Designer Flip Flops: Missoni und Havaianas kreieren kunterbunte Kollektion

MISSONI for HAVAIANAS Flip Flop

Foto: Luisaviaroma

Viele Trends haben sich in den vergangenen Jahren gewandelt. Manches, was lange Zeit in war, ist längst in Vergessenheit geraten. Eine Sache jedoch, die sich bereits seit einigen Jahren immer wieder als modische Erscheinung durchsetzen kann, sind Flip Flops. Ob Frauen- oder Männerfuß – sobald die ersten Sonnentage da sind, tauchen auch die bequemen und luftigen Schuhe wieder auf.
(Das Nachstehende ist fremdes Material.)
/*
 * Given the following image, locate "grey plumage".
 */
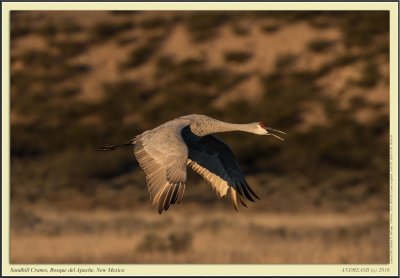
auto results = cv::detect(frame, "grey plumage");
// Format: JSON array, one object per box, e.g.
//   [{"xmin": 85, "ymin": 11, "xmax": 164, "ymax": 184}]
[{"xmin": 98, "ymin": 115, "xmax": 283, "ymax": 214}]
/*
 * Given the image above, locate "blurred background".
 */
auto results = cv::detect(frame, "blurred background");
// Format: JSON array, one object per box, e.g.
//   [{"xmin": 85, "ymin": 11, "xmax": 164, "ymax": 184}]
[{"xmin": 10, "ymin": 11, "xmax": 389, "ymax": 264}]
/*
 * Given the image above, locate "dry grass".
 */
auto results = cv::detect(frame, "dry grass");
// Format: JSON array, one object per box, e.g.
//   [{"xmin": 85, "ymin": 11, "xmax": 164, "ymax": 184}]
[{"xmin": 11, "ymin": 208, "xmax": 389, "ymax": 264}]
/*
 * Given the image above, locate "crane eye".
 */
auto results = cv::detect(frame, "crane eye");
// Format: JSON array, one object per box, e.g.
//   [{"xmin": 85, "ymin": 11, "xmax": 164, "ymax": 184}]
[{"xmin": 258, "ymin": 122, "xmax": 266, "ymax": 129}]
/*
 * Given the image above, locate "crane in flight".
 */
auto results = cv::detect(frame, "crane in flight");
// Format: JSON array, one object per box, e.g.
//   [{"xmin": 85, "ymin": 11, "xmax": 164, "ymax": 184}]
[{"xmin": 97, "ymin": 114, "xmax": 285, "ymax": 214}]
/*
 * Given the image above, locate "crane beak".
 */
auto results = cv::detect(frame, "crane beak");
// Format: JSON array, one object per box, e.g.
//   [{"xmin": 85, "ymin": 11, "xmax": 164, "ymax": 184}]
[{"xmin": 265, "ymin": 127, "xmax": 286, "ymax": 141}]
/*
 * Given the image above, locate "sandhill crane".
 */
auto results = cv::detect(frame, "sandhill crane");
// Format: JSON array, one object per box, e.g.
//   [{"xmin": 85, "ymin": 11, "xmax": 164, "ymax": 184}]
[{"xmin": 97, "ymin": 114, "xmax": 284, "ymax": 214}]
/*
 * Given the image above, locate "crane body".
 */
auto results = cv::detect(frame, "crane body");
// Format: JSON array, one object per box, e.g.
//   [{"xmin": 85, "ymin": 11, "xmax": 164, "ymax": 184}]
[{"xmin": 97, "ymin": 114, "xmax": 284, "ymax": 214}]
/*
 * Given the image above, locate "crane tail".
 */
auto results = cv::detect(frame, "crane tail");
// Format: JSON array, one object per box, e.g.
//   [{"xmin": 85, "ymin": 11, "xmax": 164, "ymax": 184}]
[{"xmin": 96, "ymin": 141, "xmax": 134, "ymax": 151}]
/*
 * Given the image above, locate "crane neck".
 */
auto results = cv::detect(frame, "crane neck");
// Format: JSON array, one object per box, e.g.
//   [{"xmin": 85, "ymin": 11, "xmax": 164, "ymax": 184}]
[{"xmin": 190, "ymin": 120, "xmax": 257, "ymax": 136}]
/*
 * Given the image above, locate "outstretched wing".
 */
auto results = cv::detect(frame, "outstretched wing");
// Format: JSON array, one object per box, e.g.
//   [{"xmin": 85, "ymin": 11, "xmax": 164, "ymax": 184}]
[
  {"xmin": 185, "ymin": 135, "xmax": 260, "ymax": 210},
  {"xmin": 133, "ymin": 121, "xmax": 188, "ymax": 214}
]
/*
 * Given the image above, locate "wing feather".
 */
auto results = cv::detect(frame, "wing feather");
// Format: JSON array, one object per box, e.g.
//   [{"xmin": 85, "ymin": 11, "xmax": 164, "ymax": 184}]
[
  {"xmin": 133, "ymin": 119, "xmax": 189, "ymax": 214},
  {"xmin": 182, "ymin": 128, "xmax": 259, "ymax": 210}
]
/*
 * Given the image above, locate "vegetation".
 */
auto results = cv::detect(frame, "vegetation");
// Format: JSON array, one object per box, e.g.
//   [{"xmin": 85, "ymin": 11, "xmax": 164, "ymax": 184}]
[{"xmin": 10, "ymin": 11, "xmax": 389, "ymax": 263}]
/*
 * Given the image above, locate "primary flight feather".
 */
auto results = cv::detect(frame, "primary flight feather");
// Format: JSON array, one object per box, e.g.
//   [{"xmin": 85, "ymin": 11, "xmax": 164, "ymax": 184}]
[{"xmin": 97, "ymin": 115, "xmax": 284, "ymax": 214}]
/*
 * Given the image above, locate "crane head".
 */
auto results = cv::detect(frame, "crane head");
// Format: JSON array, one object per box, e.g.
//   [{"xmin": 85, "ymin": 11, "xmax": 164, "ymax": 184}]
[{"xmin": 258, "ymin": 122, "xmax": 286, "ymax": 141}]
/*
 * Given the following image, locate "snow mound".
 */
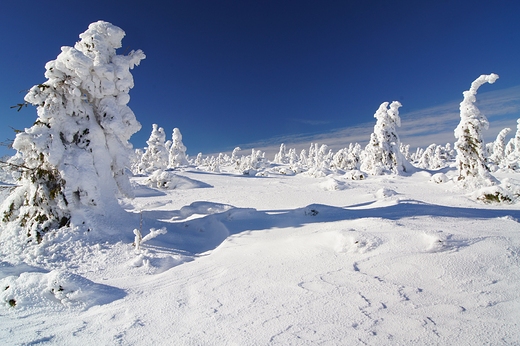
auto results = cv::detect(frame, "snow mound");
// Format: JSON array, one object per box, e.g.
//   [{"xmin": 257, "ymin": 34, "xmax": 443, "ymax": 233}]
[
  {"xmin": 319, "ymin": 177, "xmax": 348, "ymax": 191},
  {"xmin": 376, "ymin": 187, "xmax": 397, "ymax": 199},
  {"xmin": 334, "ymin": 229, "xmax": 383, "ymax": 254},
  {"xmin": 144, "ymin": 170, "xmax": 211, "ymax": 190},
  {"xmin": 430, "ymin": 173, "xmax": 449, "ymax": 184},
  {"xmin": 0, "ymin": 270, "xmax": 126, "ymax": 310}
]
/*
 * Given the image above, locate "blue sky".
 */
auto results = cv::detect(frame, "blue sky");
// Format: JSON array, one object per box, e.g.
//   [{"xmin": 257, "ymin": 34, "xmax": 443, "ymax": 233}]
[{"xmin": 0, "ymin": 0, "xmax": 520, "ymax": 155}]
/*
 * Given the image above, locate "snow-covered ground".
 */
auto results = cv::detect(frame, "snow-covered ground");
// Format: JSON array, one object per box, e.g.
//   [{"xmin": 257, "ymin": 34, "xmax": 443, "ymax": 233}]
[{"xmin": 0, "ymin": 169, "xmax": 520, "ymax": 345}]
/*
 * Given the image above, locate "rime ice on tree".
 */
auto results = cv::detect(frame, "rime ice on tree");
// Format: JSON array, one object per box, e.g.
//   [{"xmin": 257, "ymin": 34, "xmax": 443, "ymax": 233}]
[
  {"xmin": 361, "ymin": 101, "xmax": 406, "ymax": 175},
  {"xmin": 168, "ymin": 128, "xmax": 188, "ymax": 168},
  {"xmin": 1, "ymin": 21, "xmax": 145, "ymax": 240},
  {"xmin": 455, "ymin": 73, "xmax": 498, "ymax": 186},
  {"xmin": 139, "ymin": 124, "xmax": 168, "ymax": 173}
]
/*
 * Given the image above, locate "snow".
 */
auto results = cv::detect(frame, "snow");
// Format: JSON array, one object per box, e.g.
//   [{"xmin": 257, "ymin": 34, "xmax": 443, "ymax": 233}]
[{"xmin": 0, "ymin": 164, "xmax": 520, "ymax": 345}]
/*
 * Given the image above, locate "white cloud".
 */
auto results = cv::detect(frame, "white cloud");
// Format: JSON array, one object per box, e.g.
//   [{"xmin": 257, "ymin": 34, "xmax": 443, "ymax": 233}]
[{"xmin": 230, "ymin": 86, "xmax": 520, "ymax": 157}]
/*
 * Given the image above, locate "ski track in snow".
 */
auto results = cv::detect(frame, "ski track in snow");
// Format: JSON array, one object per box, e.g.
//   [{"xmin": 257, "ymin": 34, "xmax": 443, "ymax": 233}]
[{"xmin": 0, "ymin": 171, "xmax": 520, "ymax": 345}]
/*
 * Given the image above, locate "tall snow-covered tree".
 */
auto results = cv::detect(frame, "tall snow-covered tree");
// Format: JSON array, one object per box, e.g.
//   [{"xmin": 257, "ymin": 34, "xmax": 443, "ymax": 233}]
[
  {"xmin": 168, "ymin": 128, "xmax": 188, "ymax": 168},
  {"xmin": 0, "ymin": 21, "xmax": 145, "ymax": 241},
  {"xmin": 455, "ymin": 73, "xmax": 498, "ymax": 186},
  {"xmin": 361, "ymin": 101, "xmax": 407, "ymax": 175},
  {"xmin": 139, "ymin": 124, "xmax": 168, "ymax": 173}
]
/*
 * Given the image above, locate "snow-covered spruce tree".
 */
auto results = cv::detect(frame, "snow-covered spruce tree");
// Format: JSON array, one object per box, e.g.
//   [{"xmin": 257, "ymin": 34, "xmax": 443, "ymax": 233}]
[
  {"xmin": 274, "ymin": 143, "xmax": 289, "ymax": 165},
  {"xmin": 139, "ymin": 124, "xmax": 168, "ymax": 173},
  {"xmin": 361, "ymin": 101, "xmax": 407, "ymax": 175},
  {"xmin": 168, "ymin": 128, "xmax": 188, "ymax": 168},
  {"xmin": 489, "ymin": 127, "xmax": 511, "ymax": 168},
  {"xmin": 0, "ymin": 21, "xmax": 145, "ymax": 242},
  {"xmin": 455, "ymin": 73, "xmax": 498, "ymax": 187}
]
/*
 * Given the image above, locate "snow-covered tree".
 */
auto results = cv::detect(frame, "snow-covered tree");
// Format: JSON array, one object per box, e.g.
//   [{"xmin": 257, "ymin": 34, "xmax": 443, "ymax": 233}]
[
  {"xmin": 489, "ymin": 128, "xmax": 511, "ymax": 168},
  {"xmin": 273, "ymin": 143, "xmax": 289, "ymax": 164},
  {"xmin": 139, "ymin": 124, "xmax": 168, "ymax": 173},
  {"xmin": 504, "ymin": 119, "xmax": 520, "ymax": 170},
  {"xmin": 455, "ymin": 73, "xmax": 498, "ymax": 186},
  {"xmin": 1, "ymin": 21, "xmax": 145, "ymax": 241},
  {"xmin": 168, "ymin": 128, "xmax": 188, "ymax": 168},
  {"xmin": 361, "ymin": 101, "xmax": 407, "ymax": 175}
]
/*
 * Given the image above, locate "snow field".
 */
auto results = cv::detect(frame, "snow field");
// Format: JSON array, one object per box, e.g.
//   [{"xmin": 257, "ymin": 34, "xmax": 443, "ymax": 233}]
[{"xmin": 0, "ymin": 170, "xmax": 520, "ymax": 345}]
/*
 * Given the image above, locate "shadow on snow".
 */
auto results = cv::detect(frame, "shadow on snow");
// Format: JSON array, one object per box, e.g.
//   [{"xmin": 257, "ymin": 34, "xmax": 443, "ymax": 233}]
[{"xmin": 139, "ymin": 200, "xmax": 520, "ymax": 255}]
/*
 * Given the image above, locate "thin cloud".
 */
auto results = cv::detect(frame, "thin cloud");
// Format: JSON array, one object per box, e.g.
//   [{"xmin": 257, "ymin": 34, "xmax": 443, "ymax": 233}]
[
  {"xmin": 291, "ymin": 118, "xmax": 330, "ymax": 126},
  {"xmin": 215, "ymin": 86, "xmax": 520, "ymax": 157}
]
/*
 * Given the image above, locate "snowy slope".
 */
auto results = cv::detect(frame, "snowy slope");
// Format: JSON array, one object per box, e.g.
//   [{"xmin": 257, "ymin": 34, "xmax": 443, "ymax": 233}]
[{"xmin": 0, "ymin": 169, "xmax": 520, "ymax": 345}]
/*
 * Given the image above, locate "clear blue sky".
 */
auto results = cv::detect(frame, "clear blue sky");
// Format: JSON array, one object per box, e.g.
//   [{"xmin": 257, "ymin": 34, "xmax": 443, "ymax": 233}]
[{"xmin": 0, "ymin": 0, "xmax": 520, "ymax": 155}]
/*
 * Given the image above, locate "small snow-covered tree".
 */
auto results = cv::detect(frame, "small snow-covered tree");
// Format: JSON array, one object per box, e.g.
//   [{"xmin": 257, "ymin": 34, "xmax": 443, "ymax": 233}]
[
  {"xmin": 0, "ymin": 21, "xmax": 145, "ymax": 242},
  {"xmin": 361, "ymin": 101, "xmax": 406, "ymax": 175},
  {"xmin": 168, "ymin": 128, "xmax": 188, "ymax": 168},
  {"xmin": 489, "ymin": 127, "xmax": 511, "ymax": 168},
  {"xmin": 455, "ymin": 73, "xmax": 498, "ymax": 186},
  {"xmin": 139, "ymin": 124, "xmax": 168, "ymax": 173},
  {"xmin": 274, "ymin": 143, "xmax": 289, "ymax": 164},
  {"xmin": 504, "ymin": 119, "xmax": 520, "ymax": 170}
]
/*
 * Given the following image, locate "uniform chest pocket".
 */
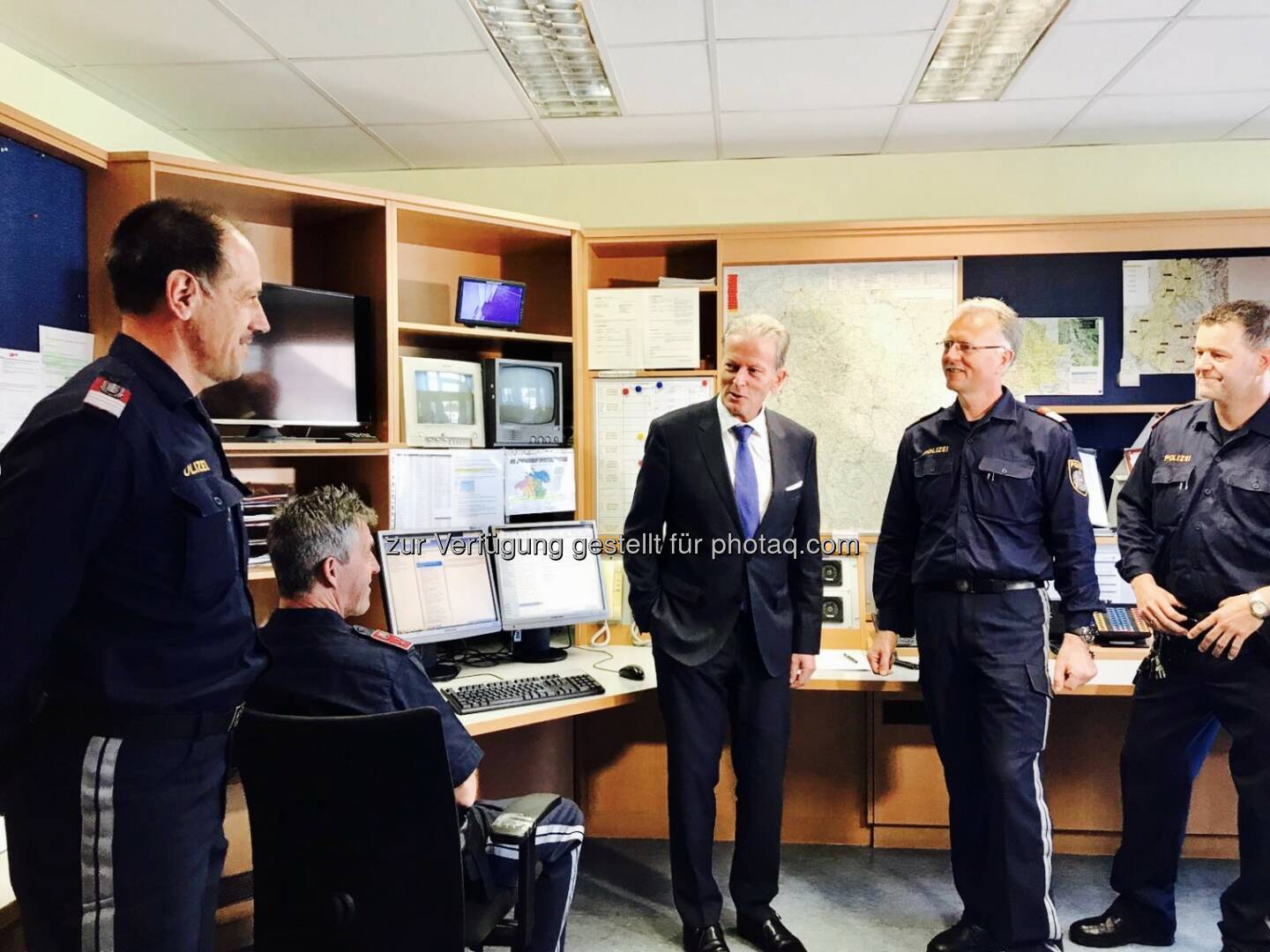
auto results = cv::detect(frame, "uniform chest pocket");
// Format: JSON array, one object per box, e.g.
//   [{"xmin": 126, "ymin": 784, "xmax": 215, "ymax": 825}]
[
  {"xmin": 972, "ymin": 456, "xmax": 1042, "ymax": 522},
  {"xmin": 171, "ymin": 476, "xmax": 243, "ymax": 599},
  {"xmin": 913, "ymin": 453, "xmax": 953, "ymax": 516},
  {"xmin": 1151, "ymin": 464, "xmax": 1195, "ymax": 528},
  {"xmin": 1221, "ymin": 468, "xmax": 1270, "ymax": 527}
]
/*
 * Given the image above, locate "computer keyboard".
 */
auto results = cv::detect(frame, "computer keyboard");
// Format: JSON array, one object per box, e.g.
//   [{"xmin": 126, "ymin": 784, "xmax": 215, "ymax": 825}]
[{"xmin": 441, "ymin": 672, "xmax": 604, "ymax": 713}]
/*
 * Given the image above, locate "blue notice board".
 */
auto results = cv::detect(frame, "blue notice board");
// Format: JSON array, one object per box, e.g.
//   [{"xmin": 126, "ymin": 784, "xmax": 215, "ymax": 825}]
[{"xmin": 0, "ymin": 136, "xmax": 89, "ymax": 350}]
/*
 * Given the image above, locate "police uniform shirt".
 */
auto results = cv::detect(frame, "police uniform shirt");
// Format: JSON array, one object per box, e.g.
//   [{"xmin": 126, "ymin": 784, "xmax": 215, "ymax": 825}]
[
  {"xmin": 1117, "ymin": 401, "xmax": 1270, "ymax": 617},
  {"xmin": 250, "ymin": 608, "xmax": 482, "ymax": 787},
  {"xmin": 874, "ymin": 390, "xmax": 1100, "ymax": 636},
  {"xmin": 0, "ymin": 334, "xmax": 265, "ymax": 747}
]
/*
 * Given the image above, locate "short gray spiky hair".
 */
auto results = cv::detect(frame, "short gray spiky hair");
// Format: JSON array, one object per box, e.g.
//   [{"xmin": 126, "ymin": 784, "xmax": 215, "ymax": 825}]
[
  {"xmin": 268, "ymin": 487, "xmax": 378, "ymax": 598},
  {"xmin": 952, "ymin": 297, "xmax": 1024, "ymax": 360},
  {"xmin": 722, "ymin": 314, "xmax": 790, "ymax": 370}
]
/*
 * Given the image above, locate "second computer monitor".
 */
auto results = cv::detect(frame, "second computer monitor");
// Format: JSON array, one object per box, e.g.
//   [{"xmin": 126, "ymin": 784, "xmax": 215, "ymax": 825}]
[
  {"xmin": 378, "ymin": 531, "xmax": 503, "ymax": 645},
  {"xmin": 493, "ymin": 522, "xmax": 609, "ymax": 631}
]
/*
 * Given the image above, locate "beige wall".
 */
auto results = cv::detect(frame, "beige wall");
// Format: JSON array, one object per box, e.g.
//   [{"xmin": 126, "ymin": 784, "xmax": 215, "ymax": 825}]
[
  {"xmin": 322, "ymin": 142, "xmax": 1270, "ymax": 227},
  {"xmin": 0, "ymin": 44, "xmax": 210, "ymax": 159}
]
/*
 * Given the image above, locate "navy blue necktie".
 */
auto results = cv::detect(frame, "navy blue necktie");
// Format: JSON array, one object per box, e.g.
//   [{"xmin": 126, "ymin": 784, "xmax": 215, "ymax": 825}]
[{"xmin": 731, "ymin": 423, "xmax": 758, "ymax": 539}]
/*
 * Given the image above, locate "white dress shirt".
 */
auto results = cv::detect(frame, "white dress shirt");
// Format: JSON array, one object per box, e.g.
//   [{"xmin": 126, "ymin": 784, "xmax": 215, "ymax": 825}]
[{"xmin": 715, "ymin": 396, "xmax": 773, "ymax": 522}]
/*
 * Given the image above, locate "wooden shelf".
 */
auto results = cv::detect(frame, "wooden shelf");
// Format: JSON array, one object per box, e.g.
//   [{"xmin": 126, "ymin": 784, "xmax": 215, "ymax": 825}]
[
  {"xmin": 1028, "ymin": 402, "xmax": 1177, "ymax": 416},
  {"xmin": 225, "ymin": 441, "xmax": 389, "ymax": 458},
  {"xmin": 398, "ymin": 321, "xmax": 572, "ymax": 346}
]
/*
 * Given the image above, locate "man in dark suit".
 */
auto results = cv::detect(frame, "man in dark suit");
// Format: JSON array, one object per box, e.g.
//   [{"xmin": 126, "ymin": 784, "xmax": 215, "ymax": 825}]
[{"xmin": 624, "ymin": 315, "xmax": 822, "ymax": 952}]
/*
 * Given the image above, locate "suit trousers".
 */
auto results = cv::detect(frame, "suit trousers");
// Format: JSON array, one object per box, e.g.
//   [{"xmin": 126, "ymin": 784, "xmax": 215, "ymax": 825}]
[
  {"xmin": 1111, "ymin": 634, "xmax": 1270, "ymax": 952},
  {"xmin": 653, "ymin": 612, "xmax": 790, "ymax": 926},
  {"xmin": 915, "ymin": 589, "xmax": 1062, "ymax": 952}
]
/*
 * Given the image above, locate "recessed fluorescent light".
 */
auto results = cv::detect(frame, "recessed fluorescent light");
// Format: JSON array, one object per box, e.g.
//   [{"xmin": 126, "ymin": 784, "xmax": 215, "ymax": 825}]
[
  {"xmin": 913, "ymin": 0, "xmax": 1067, "ymax": 103},
  {"xmin": 471, "ymin": 0, "xmax": 620, "ymax": 119}
]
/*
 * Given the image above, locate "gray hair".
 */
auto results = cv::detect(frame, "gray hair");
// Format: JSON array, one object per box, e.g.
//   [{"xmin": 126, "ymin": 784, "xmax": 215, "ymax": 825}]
[
  {"xmin": 268, "ymin": 487, "xmax": 378, "ymax": 598},
  {"xmin": 952, "ymin": 297, "xmax": 1024, "ymax": 358},
  {"xmin": 722, "ymin": 314, "xmax": 790, "ymax": 370},
  {"xmin": 1196, "ymin": 300, "xmax": 1270, "ymax": 350}
]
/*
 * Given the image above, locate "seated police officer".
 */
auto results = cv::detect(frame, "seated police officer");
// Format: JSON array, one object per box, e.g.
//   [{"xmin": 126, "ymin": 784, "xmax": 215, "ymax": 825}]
[{"xmin": 249, "ymin": 487, "xmax": 583, "ymax": 952}]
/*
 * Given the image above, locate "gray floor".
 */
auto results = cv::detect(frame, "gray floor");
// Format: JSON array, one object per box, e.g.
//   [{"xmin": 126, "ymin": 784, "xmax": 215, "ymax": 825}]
[{"xmin": 569, "ymin": 839, "xmax": 1237, "ymax": 952}]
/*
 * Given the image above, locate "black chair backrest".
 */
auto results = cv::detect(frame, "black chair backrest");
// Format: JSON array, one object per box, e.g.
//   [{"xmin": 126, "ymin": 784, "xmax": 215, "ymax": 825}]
[{"xmin": 235, "ymin": 707, "xmax": 464, "ymax": 952}]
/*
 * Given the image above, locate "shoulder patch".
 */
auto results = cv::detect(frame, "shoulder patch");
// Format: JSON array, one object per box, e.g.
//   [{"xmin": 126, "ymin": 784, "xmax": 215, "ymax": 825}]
[
  {"xmin": 353, "ymin": 624, "xmax": 413, "ymax": 651},
  {"xmin": 84, "ymin": 375, "xmax": 132, "ymax": 418}
]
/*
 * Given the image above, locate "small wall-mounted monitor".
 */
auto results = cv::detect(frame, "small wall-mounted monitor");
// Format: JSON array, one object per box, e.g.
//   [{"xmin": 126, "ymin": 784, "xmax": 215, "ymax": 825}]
[
  {"xmin": 455, "ymin": 278, "xmax": 525, "ymax": 330},
  {"xmin": 401, "ymin": 357, "xmax": 485, "ymax": 448},
  {"xmin": 199, "ymin": 285, "xmax": 370, "ymax": 428},
  {"xmin": 380, "ymin": 531, "xmax": 502, "ymax": 645},
  {"xmin": 493, "ymin": 520, "xmax": 609, "ymax": 631},
  {"xmin": 482, "ymin": 357, "xmax": 564, "ymax": 447}
]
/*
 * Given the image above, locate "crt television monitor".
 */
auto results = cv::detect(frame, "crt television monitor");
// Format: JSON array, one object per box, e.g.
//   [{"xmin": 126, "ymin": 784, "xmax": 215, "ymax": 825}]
[
  {"xmin": 201, "ymin": 285, "xmax": 370, "ymax": 428},
  {"xmin": 490, "ymin": 520, "xmax": 609, "ymax": 631},
  {"xmin": 482, "ymin": 357, "xmax": 564, "ymax": 447},
  {"xmin": 401, "ymin": 357, "xmax": 485, "ymax": 448},
  {"xmin": 455, "ymin": 278, "xmax": 525, "ymax": 330},
  {"xmin": 378, "ymin": 529, "xmax": 502, "ymax": 645}
]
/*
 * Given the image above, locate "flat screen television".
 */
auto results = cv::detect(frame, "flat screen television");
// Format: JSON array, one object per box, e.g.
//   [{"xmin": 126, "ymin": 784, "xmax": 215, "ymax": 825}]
[
  {"xmin": 482, "ymin": 357, "xmax": 564, "ymax": 447},
  {"xmin": 201, "ymin": 285, "xmax": 372, "ymax": 428},
  {"xmin": 455, "ymin": 278, "xmax": 525, "ymax": 330}
]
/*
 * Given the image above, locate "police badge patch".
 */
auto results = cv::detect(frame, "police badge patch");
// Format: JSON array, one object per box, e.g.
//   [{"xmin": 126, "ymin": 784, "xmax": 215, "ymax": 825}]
[{"xmin": 1067, "ymin": 459, "xmax": 1090, "ymax": 496}]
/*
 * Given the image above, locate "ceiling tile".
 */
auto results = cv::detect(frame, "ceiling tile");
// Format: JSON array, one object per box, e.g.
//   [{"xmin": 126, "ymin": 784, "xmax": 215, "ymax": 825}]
[
  {"xmin": 183, "ymin": 127, "xmax": 401, "ymax": 173},
  {"xmin": 1002, "ymin": 20, "xmax": 1169, "ymax": 99},
  {"xmin": 1186, "ymin": 0, "xmax": 1270, "ymax": 17},
  {"xmin": 722, "ymin": 106, "xmax": 895, "ymax": 159},
  {"xmin": 1054, "ymin": 93, "xmax": 1270, "ymax": 146},
  {"xmin": 542, "ymin": 115, "xmax": 715, "ymax": 164},
  {"xmin": 886, "ymin": 99, "xmax": 1088, "ymax": 152},
  {"xmin": 373, "ymin": 119, "xmax": 560, "ymax": 169},
  {"xmin": 718, "ymin": 33, "xmax": 927, "ymax": 112},
  {"xmin": 1111, "ymin": 18, "xmax": 1270, "ymax": 95},
  {"xmin": 298, "ymin": 52, "xmax": 527, "ymax": 126},
  {"xmin": 609, "ymin": 43, "xmax": 713, "ymax": 115},
  {"xmin": 713, "ymin": 0, "xmax": 945, "ymax": 40},
  {"xmin": 78, "ymin": 63, "xmax": 349, "ymax": 130},
  {"xmin": 0, "ymin": 0, "xmax": 265, "ymax": 66},
  {"xmin": 64, "ymin": 66, "xmax": 184, "ymax": 132},
  {"xmin": 1058, "ymin": 0, "xmax": 1187, "ymax": 23},
  {"xmin": 222, "ymin": 0, "xmax": 485, "ymax": 58},
  {"xmin": 584, "ymin": 0, "xmax": 706, "ymax": 47}
]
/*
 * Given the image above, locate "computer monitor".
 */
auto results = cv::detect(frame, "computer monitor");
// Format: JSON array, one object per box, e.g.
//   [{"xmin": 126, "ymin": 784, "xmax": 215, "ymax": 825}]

Schuhe sind schon seit April im Handel

Und weil dies so ist, haben sich die beiden Unternehmen Missoni und Havaianas zusammengetan, um eine kleine, aber feine Kollektion zu designen. Die Kooperation läuft unter dem Titel „Missoni loves Havaianas“. Schon seit Mitte April sind die Flip Flops des Traditionshauses Missoni und des brasilianischen Partners Havaianas – der übrigens nicht nur in seiner Heimat regelrechten Kultstatus genießt – vielerorts im Handel und in Online-Shops erhältlich.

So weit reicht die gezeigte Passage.